3. Start the day on a high. Bring a SMILE to work. IMMEDIATELY get out and about (MBWA). Etc. Call it "the little BIG things starter kit." First TEN MINUTES determine the flow of the day.

4. Close the week with a bang. More MBWA. Offer thanks for a job well done—"little stuff" more than big stuff. Call three customers. Thank two people in other functions who lent a hand.

5. Training. Training must go from "second best" to the very top of the heap. The training boss should sit next door to the CEO. Training courses should unfailingly make you gasp at their quality.

6. People development. Priority #1 is no less than a ... MORAL OBLIGATION ... to let nothing get in the way of helping our people—each and every one—grow and prosper and achieve beyond their wildest dreams. (Hint: You'll make a lot of money along the way.)

7. 1st-line leaders. It's simple (though rare): The #1 variable determining enterprise productivity is the quality of the full cadre of 1st-line leaders. (Recruit 'em and train 'em accordingly.)

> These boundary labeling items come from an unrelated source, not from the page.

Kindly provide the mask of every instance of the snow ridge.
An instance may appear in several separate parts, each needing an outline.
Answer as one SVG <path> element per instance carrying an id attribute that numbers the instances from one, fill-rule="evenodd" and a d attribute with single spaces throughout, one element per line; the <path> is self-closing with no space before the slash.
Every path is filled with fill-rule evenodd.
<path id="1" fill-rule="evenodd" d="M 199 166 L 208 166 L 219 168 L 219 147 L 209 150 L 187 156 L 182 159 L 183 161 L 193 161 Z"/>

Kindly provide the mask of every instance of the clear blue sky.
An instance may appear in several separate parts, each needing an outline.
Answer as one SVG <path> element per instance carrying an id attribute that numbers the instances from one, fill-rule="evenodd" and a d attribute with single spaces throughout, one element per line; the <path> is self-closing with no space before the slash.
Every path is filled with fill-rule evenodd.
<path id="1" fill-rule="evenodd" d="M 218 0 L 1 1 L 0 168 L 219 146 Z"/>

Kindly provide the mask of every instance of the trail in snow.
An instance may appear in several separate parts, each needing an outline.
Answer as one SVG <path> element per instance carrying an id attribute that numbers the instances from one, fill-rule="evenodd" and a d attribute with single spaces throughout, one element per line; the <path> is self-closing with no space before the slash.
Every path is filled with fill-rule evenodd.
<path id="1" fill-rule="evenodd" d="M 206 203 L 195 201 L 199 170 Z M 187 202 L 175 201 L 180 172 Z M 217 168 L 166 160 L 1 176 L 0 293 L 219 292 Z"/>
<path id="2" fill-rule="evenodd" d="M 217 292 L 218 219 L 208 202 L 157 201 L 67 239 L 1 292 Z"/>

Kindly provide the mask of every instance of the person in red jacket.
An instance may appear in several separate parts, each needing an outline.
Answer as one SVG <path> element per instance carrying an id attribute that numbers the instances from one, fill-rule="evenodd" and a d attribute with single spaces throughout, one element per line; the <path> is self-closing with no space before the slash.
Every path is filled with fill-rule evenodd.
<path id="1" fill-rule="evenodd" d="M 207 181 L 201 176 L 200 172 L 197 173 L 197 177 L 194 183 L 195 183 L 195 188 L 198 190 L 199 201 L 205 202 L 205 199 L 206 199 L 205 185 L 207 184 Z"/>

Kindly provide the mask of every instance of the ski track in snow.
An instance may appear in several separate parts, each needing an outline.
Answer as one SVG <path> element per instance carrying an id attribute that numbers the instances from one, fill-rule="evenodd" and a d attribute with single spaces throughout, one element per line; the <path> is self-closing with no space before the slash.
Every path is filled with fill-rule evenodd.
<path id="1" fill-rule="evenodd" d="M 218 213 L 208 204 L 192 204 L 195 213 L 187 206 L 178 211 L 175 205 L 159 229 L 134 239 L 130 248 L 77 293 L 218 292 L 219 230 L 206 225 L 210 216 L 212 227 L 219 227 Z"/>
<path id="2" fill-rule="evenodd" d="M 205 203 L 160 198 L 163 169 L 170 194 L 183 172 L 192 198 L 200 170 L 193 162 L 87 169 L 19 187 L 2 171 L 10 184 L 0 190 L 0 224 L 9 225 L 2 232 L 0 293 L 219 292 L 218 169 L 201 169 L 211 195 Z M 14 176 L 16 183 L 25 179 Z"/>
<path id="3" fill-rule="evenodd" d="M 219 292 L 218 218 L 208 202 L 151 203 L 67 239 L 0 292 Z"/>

8. Get aboard the "S-train" or else. SM/Social Media. SE/Social Employees. SO/Social Organization. (ALL HANDS.) SB/Social Business. Cacophonous engagement of one—AND ALL—with every aspect of the enterprise, inside and out, is determining the difference between winners and losers.

9. The "sharing economy." Sharing pays!

10. The "hang out factor." Little or nothing is more important than MANAGING your "Hang Out Portfolio"!

11. Civility. Civility allows you to sleep at night. Civility is a STUNNING competitive advantage.

12. "EXCELLENT" Meetings. Meetings are what bosses "do." Meetings are de facto Leadership Opportunity #1. Act accordingly.

Twitter Collection

Beginning on November 21 and into December 2013, Tom used his Twitter feed to post several long series of tweets, many of which were re-tweeted extensively. He collected the lists he'd created and assembled a collection that covers these topics: change agents and how to effect change, doing good work, starting the work week with MBWA, ending the work week with "Thank yous," the importance of training/development, one page on Leadership 2014, the impact of Social Media, and the importance of 1st-line managers. [14 Jan: Now 35 parts!] It's presented here in PDF form for your convenience. Please download it, share it, use it!

The "S-Train"/Twitter

The "S train": SM/Social Media. SE/Social Employees. SO/Social Organization. SB/Social Business. Any way you look at it, it's a revolution.

It is axiomatic: SM/Social Media is wasted (almost a "total waste"?) without SE/Social Employees & SO/Social Organization.

Can you have "social hot spots" in organization & play the Social Business Game? I mostly don't think so. Pretty close to "all or nothing."

Can you have a "social business" if the CEO doesn't play? I border on saying/believing "No way."

The CEO should almost exclusively focus on creating/maintaining/adjusting the culture. SM/SE/SO/SB is a "culture play," pure and simple.

I'd say she/he doesn't have to be an expert, but he/she must be clearly seen as "getting off" on the emerging game. Agree?

In most cases someone/s from somewhere/s [often remote] must demo the process/outcome/small successes for the CEO/top team. They rarely initiate. (I'll stand my ground on that.)

The whole point of an effective Social Business is that everyone plays. Marketing is the least of it. (Yes, I said "LEAST of it.")

EVERY function plays a crucial role. It is the interaction
per se that is the value added proposition.

The power of the "social" is aborted if several bits/functions de facto or de jure opt out.

HR by definition is [should be!] at the center of the vortex if truly want everyone to play the Great Social Game.

Can there be vigorous tension/disagreement w/in a committed Social Organization? Not only "Yes" but "Damn well better be." That's Value Add.